Intervention de Joël Aviragnet

Réunion du jeudi 31 mai 2018 à 21h15
Commission des affaires sociales

Photo issue du site de l'Assemblée nationale ou de WikipediaJoël Aviragnet :

L'amendement AS1075 vise à supprimer le transfert à Pôle Emploi des pouvoirs de sanction – suppression du revenu de remplacement – aujourd'hui détenus par les préfets.

Le Gouvernement veut conférer à un établissement public administratif un pouvoir de sanction administrative, ce qui pose certains problèmes philosophiques et politiques au regard de l'organisation de notre administration. En effet, les pouvoirs de sanction administrative relèvent du préfet qui, en vertu de l'article 72 de la Constitution, a la charge « du contrôle administratif et du respect des lois ».

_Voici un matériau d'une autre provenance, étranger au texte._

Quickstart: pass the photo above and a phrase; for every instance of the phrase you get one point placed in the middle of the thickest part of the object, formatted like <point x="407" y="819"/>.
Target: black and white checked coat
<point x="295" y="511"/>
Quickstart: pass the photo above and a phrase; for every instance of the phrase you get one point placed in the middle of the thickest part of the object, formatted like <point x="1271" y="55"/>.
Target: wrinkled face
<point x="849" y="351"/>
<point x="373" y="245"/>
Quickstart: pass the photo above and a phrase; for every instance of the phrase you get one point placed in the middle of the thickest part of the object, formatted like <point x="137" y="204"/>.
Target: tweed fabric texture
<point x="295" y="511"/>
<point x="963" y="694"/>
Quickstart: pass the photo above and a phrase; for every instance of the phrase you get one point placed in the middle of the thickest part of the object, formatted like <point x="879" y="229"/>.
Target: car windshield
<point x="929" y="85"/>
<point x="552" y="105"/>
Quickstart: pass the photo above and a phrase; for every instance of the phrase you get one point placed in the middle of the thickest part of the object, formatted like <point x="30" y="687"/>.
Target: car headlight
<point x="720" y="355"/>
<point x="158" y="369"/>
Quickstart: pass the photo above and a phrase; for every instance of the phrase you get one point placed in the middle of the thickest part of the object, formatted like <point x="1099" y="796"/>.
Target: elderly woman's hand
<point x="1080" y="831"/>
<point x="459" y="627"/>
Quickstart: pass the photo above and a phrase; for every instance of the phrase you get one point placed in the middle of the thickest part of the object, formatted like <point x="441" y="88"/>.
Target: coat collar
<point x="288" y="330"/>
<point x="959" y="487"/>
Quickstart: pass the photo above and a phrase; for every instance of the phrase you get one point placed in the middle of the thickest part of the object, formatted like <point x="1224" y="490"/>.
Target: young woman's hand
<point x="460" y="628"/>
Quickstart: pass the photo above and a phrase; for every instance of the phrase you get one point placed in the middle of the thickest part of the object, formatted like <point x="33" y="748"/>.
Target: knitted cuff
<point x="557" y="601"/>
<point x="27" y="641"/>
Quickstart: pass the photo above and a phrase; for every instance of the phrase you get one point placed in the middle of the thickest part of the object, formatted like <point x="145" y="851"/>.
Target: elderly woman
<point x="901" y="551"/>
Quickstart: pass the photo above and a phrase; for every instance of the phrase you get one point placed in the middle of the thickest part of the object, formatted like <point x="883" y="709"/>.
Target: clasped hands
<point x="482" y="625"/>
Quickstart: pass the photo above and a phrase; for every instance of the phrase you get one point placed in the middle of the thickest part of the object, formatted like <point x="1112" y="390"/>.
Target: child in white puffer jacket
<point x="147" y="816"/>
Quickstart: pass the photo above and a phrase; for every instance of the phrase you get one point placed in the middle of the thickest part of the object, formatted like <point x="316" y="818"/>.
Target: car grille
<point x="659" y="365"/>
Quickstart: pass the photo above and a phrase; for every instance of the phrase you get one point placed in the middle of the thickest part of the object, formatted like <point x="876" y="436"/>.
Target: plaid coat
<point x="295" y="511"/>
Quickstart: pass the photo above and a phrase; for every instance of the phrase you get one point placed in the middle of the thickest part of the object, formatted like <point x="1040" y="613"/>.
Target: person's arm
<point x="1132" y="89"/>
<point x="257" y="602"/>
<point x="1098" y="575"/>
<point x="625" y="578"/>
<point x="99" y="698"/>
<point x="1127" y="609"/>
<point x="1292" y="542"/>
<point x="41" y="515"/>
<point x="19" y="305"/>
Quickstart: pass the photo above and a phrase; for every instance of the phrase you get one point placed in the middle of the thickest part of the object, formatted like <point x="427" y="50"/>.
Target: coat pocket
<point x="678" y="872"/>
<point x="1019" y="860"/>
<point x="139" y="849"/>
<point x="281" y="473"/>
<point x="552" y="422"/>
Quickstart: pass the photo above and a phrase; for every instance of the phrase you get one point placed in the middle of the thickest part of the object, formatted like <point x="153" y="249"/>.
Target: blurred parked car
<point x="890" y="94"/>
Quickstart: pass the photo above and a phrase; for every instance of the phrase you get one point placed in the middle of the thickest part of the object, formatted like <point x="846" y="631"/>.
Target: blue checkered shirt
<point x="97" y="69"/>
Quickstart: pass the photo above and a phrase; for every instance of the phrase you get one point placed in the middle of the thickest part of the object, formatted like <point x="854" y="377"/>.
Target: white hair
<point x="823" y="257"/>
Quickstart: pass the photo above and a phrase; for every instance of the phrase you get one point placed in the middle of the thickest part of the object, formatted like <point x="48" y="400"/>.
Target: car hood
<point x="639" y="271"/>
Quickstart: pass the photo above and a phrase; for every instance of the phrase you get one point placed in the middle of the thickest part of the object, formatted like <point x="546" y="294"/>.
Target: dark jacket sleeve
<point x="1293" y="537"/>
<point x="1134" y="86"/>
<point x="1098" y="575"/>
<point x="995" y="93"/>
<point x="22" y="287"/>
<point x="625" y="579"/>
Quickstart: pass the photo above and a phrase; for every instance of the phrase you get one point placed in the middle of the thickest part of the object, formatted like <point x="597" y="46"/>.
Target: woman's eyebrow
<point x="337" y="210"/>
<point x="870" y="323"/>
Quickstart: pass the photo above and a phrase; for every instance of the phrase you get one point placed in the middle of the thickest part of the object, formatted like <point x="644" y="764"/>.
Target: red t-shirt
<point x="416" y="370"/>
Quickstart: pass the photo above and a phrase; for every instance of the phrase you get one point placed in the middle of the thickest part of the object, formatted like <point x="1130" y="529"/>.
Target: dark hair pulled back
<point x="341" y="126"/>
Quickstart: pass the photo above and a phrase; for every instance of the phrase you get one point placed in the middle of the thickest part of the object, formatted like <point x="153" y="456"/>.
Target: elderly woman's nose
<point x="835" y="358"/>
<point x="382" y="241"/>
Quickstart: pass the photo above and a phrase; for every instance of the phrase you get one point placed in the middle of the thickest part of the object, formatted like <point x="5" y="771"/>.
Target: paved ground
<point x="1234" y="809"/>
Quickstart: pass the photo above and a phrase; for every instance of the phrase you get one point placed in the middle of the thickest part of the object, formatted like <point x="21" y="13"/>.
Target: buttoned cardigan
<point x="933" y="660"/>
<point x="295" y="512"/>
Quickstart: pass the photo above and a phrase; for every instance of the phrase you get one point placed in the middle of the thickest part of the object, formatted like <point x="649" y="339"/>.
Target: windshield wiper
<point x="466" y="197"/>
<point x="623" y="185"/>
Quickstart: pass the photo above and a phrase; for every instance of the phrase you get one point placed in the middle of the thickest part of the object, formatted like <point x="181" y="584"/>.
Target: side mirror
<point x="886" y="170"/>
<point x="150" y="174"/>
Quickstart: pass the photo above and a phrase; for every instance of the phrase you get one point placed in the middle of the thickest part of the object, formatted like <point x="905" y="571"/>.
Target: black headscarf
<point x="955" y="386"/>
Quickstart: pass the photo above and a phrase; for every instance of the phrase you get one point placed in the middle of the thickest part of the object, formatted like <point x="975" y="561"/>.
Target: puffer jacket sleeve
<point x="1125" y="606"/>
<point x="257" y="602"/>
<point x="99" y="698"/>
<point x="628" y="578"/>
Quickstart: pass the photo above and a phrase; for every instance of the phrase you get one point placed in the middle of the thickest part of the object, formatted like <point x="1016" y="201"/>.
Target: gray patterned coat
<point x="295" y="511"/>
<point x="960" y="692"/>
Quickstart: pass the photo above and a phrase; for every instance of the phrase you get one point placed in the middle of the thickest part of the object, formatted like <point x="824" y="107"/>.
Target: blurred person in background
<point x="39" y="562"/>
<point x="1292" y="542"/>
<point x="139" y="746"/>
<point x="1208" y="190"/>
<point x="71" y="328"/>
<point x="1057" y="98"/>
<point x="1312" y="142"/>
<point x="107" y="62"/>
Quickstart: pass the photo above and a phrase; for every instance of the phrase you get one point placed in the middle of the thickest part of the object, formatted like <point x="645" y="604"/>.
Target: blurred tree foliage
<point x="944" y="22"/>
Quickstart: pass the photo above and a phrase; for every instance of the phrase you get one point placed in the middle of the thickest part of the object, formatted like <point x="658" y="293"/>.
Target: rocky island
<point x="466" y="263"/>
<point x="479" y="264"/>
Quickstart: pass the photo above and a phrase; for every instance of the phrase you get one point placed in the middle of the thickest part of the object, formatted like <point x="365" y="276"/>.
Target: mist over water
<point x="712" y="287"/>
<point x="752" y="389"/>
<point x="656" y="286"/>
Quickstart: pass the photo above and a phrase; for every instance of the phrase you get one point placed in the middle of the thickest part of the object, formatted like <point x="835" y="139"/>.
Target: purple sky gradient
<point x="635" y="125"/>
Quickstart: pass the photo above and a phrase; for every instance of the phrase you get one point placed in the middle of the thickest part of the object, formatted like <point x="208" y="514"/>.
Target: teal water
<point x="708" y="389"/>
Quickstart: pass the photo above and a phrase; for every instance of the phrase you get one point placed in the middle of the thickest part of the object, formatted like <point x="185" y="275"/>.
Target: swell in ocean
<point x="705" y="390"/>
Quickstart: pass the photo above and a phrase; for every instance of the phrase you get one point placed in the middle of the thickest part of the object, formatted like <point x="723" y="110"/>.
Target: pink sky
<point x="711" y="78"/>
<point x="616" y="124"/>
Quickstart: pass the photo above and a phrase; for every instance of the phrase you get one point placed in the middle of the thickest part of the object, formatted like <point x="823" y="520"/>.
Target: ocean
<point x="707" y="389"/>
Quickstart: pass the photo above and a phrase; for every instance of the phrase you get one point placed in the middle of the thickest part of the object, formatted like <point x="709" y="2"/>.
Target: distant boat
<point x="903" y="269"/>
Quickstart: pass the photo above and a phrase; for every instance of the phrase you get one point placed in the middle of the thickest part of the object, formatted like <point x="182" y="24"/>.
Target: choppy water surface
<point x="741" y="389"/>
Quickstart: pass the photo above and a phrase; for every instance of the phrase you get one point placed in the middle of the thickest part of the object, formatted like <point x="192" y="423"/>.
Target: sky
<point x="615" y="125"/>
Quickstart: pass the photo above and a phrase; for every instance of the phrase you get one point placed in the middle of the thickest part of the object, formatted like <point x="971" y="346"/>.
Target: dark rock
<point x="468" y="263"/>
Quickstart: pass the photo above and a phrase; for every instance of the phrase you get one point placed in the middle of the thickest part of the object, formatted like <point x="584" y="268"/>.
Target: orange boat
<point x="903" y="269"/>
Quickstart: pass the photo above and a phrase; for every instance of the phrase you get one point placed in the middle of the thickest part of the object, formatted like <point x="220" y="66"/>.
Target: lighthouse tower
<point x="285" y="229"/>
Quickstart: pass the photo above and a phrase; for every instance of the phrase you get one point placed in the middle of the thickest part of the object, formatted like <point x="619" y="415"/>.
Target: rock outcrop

Avec l'article 36 de votre texte, vous portez un coup dur à notre ordre juridique, puisque vous confiez aux agents de Pôle Emploi la responsabilité du contrôle administratif et du respect des lois, alors que la Constitution ne leur confère aucun pouvoir administratif.

Il serait sage que le Gouvernement ait à coeur de respecter le principe de séparation des autorités de poursuite et de sanction. Confier à Pôle Emploi la responsabilité du contrôle des demandeurs d'emploi et des sanctions de ces derniers pose un sérieux problème de conflit d'intérêts, car Pôle Emploi est alors juge et partie.

Lorsque le pouvoir de radiation est confié au préfet, ce dernier assure un contrôle administratif des décisions prises par l'opérateur, ce qui renforce notre État de droit, et la séparation des pouvoirs.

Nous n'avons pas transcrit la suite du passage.